Biden Team Hints at Keeping Trump’s Tough Line Toward China
(Bloomberg) -- President-elect Joe Biden’s cabinet picks signaled Tuesday that the new administration would continue some of Donald Trump’s hard-line economic policies toward China, with officials vowing to fight “abusive” trade practices and bar products from the region home to the nation’s ethnic Uighur Muslim minority.
Janet Yellen, Biden’s intended nominee for Treasury secretary, said during her confirmation hearing that the U.S. is “prepared to use the full array of tools” to address actions such as “dumping products, erecting trade barriers and giving illegal subsidies to corporations.”
Antony Blinken, the pick for secretary of state, said he agreed with the Trump administration’s designation that China’s crackdown on Uighurs and other minorities in the Xinjiang region is a genocide. He told the Senate Foreign Relations Committee that the U.S. should bar imports of goods produced in Xinjiang and prohibit exports to companies that participate in rights violations there.
The relationship between the world’s two largest economies is seen remaining fraught under Biden since both Republicans and Democrats in Congress are eager to punish China for intellectual property theft and unfair trade practices. Biden told the New York Times last month that he won’t make any immediate moves on Trump’s tariffs on $350 billion worth of Chinese imports.
Yellen said the U.S. would seek to work “with our allies rather than unilaterally” to address the issues toward China. That could be read as a reference to the China tariffs, which Trump imposed unilaterally.
“China is clearly our most important strategic competitor,” Yellen said. The U.S. should also seek to strengthen its own economy by investing in infrastructure and research and development, as Biden will soon propose, she said.
Biden’s nominee to serve as director of national intelligence sounded a similar note Tuesday. Avril Haines said during her confirmation hearing before the Senate Intelligence Committee that she wants to use intelligence to better support efforts to counter China’s “unfair, illegal, aggressive and coercive actions, as well as its human rights violations.”
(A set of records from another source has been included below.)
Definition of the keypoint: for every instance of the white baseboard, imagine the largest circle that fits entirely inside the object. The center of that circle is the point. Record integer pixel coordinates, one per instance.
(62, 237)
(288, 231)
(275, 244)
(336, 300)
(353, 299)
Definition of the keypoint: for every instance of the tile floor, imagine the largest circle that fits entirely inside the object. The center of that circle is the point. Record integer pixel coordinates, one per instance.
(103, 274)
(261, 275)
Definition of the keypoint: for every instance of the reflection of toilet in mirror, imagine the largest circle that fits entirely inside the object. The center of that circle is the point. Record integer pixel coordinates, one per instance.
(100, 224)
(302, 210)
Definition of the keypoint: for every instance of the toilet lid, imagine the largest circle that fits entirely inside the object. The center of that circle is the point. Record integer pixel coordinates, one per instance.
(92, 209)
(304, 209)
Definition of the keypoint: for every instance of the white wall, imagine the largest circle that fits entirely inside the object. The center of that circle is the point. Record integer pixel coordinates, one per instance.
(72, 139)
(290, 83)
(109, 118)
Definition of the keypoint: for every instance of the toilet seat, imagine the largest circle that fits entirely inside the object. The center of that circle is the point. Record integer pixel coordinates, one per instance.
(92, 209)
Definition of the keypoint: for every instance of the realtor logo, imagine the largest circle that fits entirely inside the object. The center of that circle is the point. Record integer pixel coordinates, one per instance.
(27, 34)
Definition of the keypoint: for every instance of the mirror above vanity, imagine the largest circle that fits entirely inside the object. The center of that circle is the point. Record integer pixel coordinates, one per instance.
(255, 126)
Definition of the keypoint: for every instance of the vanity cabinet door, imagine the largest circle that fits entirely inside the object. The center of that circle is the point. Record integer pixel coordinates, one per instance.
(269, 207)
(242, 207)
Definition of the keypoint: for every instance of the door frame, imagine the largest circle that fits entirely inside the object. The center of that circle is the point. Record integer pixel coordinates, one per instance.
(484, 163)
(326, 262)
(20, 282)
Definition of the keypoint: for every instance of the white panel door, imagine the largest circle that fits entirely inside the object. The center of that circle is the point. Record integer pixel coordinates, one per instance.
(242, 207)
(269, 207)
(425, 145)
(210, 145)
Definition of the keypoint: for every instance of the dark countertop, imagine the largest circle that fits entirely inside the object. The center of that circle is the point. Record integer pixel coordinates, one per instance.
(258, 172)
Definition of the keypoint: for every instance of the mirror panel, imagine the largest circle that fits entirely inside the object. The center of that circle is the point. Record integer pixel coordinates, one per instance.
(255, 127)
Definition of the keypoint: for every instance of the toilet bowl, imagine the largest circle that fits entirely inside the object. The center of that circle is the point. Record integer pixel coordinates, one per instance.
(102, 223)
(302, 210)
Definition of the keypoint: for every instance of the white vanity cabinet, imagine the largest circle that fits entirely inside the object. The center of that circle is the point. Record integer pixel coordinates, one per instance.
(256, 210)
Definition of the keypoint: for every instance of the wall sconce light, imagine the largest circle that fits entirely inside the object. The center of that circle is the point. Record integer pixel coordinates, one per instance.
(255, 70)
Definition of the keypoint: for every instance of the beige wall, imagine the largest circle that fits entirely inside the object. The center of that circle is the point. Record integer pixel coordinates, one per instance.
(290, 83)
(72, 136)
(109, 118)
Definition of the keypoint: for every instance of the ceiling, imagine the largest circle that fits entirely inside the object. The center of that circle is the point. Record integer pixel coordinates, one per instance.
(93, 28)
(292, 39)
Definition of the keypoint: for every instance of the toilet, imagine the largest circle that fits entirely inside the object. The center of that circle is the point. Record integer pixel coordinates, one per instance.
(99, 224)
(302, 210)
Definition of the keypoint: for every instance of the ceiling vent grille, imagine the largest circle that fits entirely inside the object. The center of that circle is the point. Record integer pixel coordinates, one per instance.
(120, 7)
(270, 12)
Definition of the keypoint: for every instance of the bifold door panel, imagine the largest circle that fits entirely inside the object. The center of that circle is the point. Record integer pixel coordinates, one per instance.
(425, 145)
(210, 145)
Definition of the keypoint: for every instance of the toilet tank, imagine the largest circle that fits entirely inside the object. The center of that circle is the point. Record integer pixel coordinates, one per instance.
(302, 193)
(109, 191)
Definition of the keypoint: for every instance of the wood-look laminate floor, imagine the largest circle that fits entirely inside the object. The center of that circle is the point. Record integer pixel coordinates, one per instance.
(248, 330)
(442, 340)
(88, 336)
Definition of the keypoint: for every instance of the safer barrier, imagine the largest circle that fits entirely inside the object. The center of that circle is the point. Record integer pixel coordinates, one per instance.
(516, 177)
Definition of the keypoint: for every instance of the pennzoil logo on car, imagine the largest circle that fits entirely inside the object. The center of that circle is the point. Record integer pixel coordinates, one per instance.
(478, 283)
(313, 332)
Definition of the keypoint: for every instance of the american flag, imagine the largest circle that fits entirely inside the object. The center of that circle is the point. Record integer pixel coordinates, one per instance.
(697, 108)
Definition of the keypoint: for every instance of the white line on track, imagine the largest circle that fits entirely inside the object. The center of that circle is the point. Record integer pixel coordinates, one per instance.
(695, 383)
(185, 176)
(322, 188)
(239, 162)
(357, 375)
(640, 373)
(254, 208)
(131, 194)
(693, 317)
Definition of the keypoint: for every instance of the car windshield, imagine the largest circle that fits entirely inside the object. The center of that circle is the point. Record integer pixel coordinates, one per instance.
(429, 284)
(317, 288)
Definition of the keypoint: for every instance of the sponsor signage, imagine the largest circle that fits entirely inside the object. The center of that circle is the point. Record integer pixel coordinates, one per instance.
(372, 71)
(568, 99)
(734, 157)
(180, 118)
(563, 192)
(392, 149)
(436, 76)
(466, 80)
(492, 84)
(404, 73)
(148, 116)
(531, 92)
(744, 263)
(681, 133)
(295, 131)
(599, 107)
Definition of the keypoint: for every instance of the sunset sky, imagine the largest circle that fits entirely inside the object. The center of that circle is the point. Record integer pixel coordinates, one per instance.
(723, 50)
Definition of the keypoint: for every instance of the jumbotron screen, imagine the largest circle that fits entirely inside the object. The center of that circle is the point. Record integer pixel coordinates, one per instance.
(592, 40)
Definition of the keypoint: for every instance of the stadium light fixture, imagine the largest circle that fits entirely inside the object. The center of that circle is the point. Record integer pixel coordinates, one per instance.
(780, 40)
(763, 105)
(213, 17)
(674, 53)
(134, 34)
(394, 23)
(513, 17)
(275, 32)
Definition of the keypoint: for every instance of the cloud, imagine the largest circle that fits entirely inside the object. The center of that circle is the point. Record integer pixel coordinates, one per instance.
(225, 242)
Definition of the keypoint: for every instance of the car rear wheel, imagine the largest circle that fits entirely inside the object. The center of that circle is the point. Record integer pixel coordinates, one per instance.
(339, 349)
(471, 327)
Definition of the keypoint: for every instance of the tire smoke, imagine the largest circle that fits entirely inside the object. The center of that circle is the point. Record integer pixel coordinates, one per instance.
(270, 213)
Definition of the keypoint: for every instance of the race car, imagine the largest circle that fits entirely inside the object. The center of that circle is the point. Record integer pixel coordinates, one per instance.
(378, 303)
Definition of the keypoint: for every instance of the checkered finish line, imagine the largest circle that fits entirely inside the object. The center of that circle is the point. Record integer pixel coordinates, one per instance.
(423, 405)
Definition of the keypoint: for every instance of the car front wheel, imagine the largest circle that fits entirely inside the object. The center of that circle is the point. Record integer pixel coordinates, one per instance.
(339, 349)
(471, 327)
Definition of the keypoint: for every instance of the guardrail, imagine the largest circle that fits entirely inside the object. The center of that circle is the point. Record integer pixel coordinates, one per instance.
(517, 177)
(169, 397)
The tariffs imposed by Trump and his administration sought to penalize the nation over intellectual-property theft, allegations denied by China. Trump also heavily relied on the Treasury Department’s sanctions regime to punish Chinese officials involved in the crackdown on democracy protesters in Hong Kong.
Yellen said that sanctions will broadly remain an important tool for the Treasury. She didn’t go into detail on how the Biden administration would approach the China tariffs.
Yellen’s department will also inherit a pending decision over whether to break up Chinese technology companies. The most high-profile battle took place last year over social media app TikTok, which the Trump administration ordered to break from its Chinese parent company ByteDance Ltd. for national security reasons.
In the final weeks of his term, Trump has imposed investment restrictions on multiple Chinese companies said to be aiding China’s military operations. Biden’s team will have to decide whether to change those actions or continue on the hard-line path Trump has set out.